CSE 451, Introduction to Operating Systems, Autumn 2012
The a good deal of administrative information regarding this course (homework assignments, project assignments, helpful hints, etc.) will be communicated via the class email list. Be sure to check your CSE 451 email at least daily!
Also helpful is the course calendar which contains the reading assignments and due dates for problem sets and the project assignments.
There's a class discussion board with separate threads for various topics.
The text for the course is Operating Systems: Principle and Practice, Anderson and Dahlin. The book is available both at the University Bookstore and via Amazon.com
Readings assigned for each lecture are listed on the course calendar. Hack weeks, lecture topics, exams, homework and project due dates can all also be found on the calendar. Note that you can subscribe to the calendar - this is very convenient.
- Project: 40% (4 parts, each 10% of total)

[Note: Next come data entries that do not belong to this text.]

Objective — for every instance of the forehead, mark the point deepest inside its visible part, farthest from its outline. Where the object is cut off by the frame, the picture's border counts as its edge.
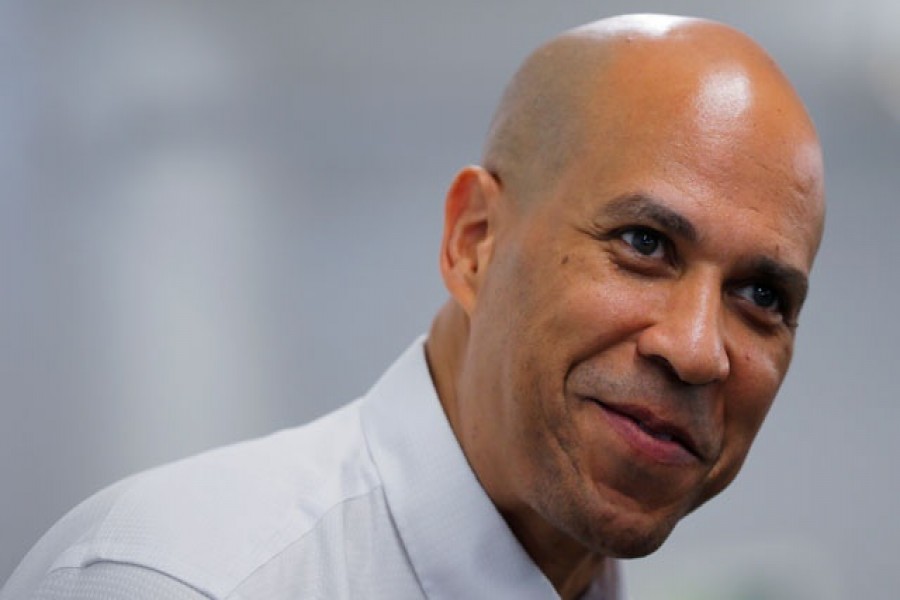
(729, 152)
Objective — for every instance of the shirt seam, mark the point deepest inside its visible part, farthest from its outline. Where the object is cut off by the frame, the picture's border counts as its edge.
(275, 555)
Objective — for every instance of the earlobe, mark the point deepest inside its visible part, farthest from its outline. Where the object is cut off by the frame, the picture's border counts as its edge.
(469, 230)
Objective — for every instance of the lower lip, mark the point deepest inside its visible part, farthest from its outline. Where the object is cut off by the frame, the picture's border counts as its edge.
(668, 452)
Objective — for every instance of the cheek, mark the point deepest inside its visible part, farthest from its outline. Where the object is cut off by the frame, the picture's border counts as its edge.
(753, 382)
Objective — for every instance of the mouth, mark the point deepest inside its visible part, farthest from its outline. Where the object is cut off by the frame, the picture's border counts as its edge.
(657, 437)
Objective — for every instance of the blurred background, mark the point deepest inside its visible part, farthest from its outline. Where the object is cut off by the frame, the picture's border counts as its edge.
(222, 219)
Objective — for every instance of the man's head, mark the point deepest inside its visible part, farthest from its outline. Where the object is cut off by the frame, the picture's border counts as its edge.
(627, 270)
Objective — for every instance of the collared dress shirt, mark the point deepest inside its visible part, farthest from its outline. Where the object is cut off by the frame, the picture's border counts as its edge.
(375, 500)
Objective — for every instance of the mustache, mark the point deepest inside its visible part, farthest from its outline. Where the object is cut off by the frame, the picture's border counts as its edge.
(650, 394)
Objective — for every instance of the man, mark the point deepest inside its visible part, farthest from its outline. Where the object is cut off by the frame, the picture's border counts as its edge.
(626, 271)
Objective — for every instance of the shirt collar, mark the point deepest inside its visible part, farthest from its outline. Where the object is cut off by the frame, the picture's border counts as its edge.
(456, 540)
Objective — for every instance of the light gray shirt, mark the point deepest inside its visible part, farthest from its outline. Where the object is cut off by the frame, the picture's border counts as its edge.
(375, 500)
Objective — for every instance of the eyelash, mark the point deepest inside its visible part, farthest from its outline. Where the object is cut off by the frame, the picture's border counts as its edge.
(779, 301)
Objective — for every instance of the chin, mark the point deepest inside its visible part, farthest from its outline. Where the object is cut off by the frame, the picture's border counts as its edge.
(615, 531)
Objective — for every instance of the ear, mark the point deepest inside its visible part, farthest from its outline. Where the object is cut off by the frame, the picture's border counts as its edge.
(470, 226)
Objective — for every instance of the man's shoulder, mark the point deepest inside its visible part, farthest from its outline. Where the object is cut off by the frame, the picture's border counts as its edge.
(212, 519)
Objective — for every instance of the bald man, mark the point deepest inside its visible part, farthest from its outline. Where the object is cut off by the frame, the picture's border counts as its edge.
(626, 269)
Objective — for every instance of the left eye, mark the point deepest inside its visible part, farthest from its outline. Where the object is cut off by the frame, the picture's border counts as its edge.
(761, 295)
(644, 241)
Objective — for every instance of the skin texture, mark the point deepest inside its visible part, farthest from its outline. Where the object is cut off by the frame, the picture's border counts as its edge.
(631, 256)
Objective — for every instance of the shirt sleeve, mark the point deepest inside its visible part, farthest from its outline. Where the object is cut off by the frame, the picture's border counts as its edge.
(113, 581)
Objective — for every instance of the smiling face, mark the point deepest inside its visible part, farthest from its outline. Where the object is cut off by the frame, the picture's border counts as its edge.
(628, 329)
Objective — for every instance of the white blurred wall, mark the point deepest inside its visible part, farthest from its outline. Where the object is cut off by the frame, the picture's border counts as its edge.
(217, 221)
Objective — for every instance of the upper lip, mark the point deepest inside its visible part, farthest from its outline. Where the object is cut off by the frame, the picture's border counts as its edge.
(649, 420)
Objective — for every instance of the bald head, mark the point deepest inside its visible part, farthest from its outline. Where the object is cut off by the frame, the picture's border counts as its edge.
(622, 79)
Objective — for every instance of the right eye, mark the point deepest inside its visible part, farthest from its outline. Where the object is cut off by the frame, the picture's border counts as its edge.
(644, 241)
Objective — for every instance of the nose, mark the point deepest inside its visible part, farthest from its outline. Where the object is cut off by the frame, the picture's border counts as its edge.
(687, 335)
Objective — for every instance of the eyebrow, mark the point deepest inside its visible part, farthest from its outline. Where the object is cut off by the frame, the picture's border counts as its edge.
(644, 207)
(793, 280)
(641, 206)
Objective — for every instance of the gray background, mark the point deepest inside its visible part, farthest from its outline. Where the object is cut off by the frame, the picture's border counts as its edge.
(218, 220)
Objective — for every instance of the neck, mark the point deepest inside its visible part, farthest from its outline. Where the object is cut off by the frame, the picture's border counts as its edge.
(564, 561)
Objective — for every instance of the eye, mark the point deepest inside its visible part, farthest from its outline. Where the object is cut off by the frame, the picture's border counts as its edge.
(645, 241)
(763, 296)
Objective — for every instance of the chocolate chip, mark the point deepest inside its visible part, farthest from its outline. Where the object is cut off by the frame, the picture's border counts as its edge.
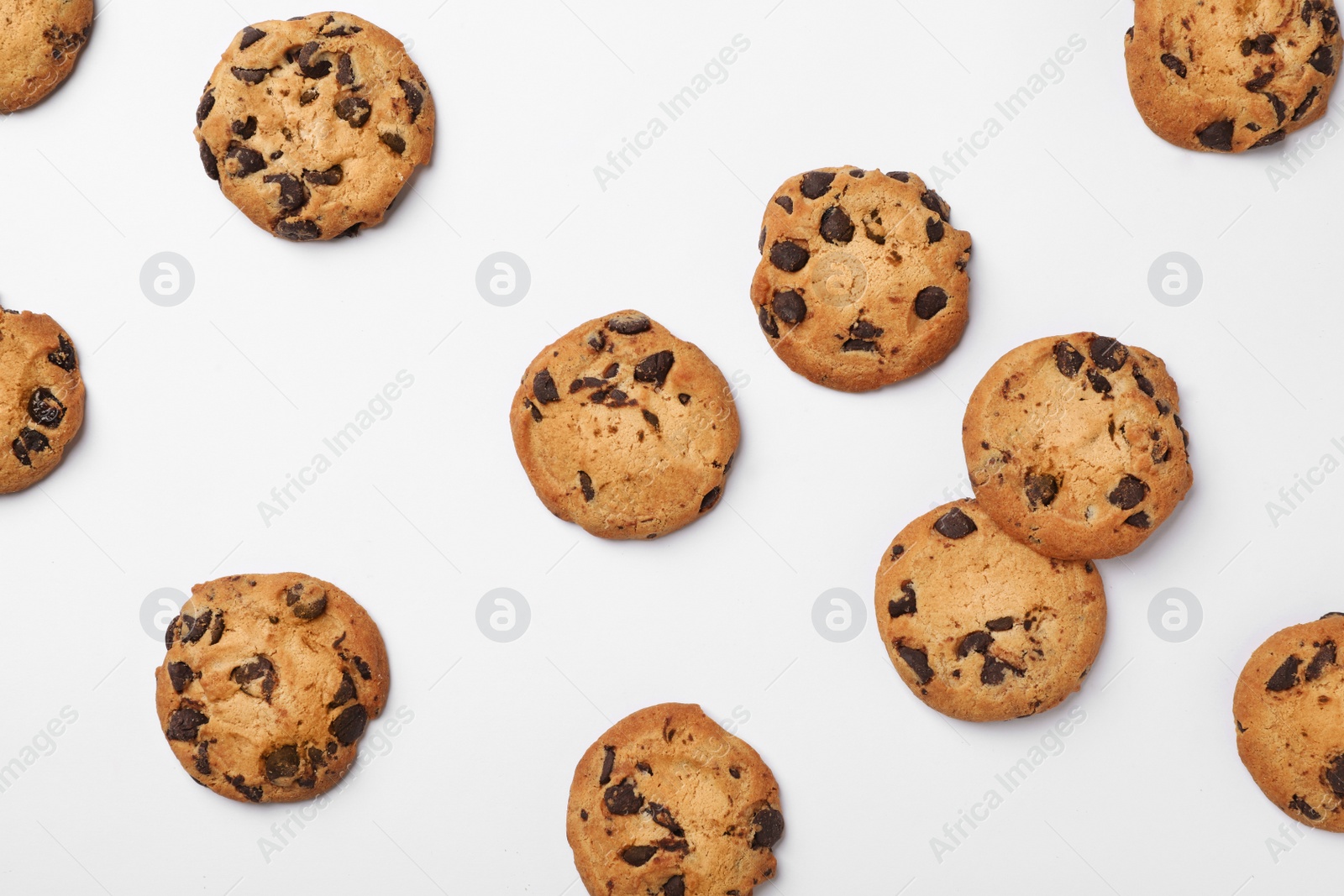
(414, 98)
(629, 324)
(1128, 493)
(293, 195)
(918, 663)
(1285, 676)
(250, 794)
(790, 255)
(1108, 354)
(208, 161)
(1139, 520)
(249, 160)
(349, 725)
(183, 725)
(250, 76)
(837, 226)
(1041, 490)
(250, 36)
(929, 301)
(655, 369)
(1324, 658)
(622, 799)
(954, 524)
(638, 855)
(46, 409)
(769, 828)
(974, 642)
(710, 499)
(1307, 103)
(790, 307)
(933, 202)
(281, 762)
(1218, 136)
(181, 674)
(207, 103)
(769, 325)
(354, 110)
(816, 183)
(1173, 63)
(906, 605)
(1068, 359)
(543, 387)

- Problem Sets: 15% (4 problem sets, each 3.75% of total)
- Midterm: 15%
- Final: 30%
There will be one midterm exam and a final exam for this course.
There will be four problem sets throughout the quarter. The problem sets are to be done individually. They are intended to reinforce the basic material covered in the class and to help prepare students for the final exam.
The core of the course is the project: to design and build a robust web server operating system for PC hardware. The project is to be done in groups of 2-3 people. The project has four pieces, each building on the previous ones and each due roughly every two and a half weeks. This is a very aggressive schedule and so we need every group to get an early start on the assignments.
To help provide you time to complete the project, we set aside two weeks during the quarter (immediately before assignments 3 and 4 are due) as “hack weeks” with no lectures or sections. We will also automatically grant each group four slip days for the project assignments, for you to use at your discretion. There are no slip days for problem sets. Regardless of your remaining slip days, all assignments must be turned in by December 11 at 5pm.
CSE's Academic Misconduct Policy.
Collaboration is a good thing. On the other hand, cheating is a serious offense. Please don't do it! Concern about cheating creates an unpleasant environment for everyone. If you cheat, you risk losing your position as a student in the department and the college. The department's policy on cheating is to report any cases to the college cheating committee. What follows afterwards is not fun -- for anyone!
So, how do you draw the line between collaboration and cheating? A great one-sentence guideline is highlighted in our Academic Misconduct Policy:
"In general, any activity you engage in for the purpose of earning credit while avoiding learning, or to help others do so, is likely to be an act of Academic Misconduct."
Note that this encompasses not just excessive reliance on students who are in
the course this quarter, but excessive reliance on work done in previous quarters,
at other universities, by the textbook authors (e.g., homework solutions that may
be available on the web), etc. (Hopefully it will astonish you
to learn than in past quarters a few students have copied
answers to the textbook exercises from the web, betting that
the TAs were too lazy to type the occasional high-falutin' phrase
into Google. This is a perfect example of "earning credit while
Here are some additional groundrules that may be helpful:
The Gilligan's Island Rule: This rule says that you are free to meet with fellow student(s) and discuss assignments with them. Writing on a board or shared piece of paper is acceptable during the meeting; however, you should not take any written (electronic or otherwise) record away from the meeting. This applies when the assignment is supposed to be an individual effort or whenever two teams discuss common problems they are each encountering (inter-group collaboration). After the meeting, engage in a half hour of mind-numbing activity (like watching an episode of Gilligan's Island) before starting to work on the assignment. This will assure that you are able to reconstruct what you learned from the meeting, by yourself, using your own brain.
The Credit Your Sources Rule: To assure that all collaboration is on the level, you must always write the name(s) of your collaborators or other sources on your assignment. This and other rules are listed in CSE's Academic Misconduct Policy.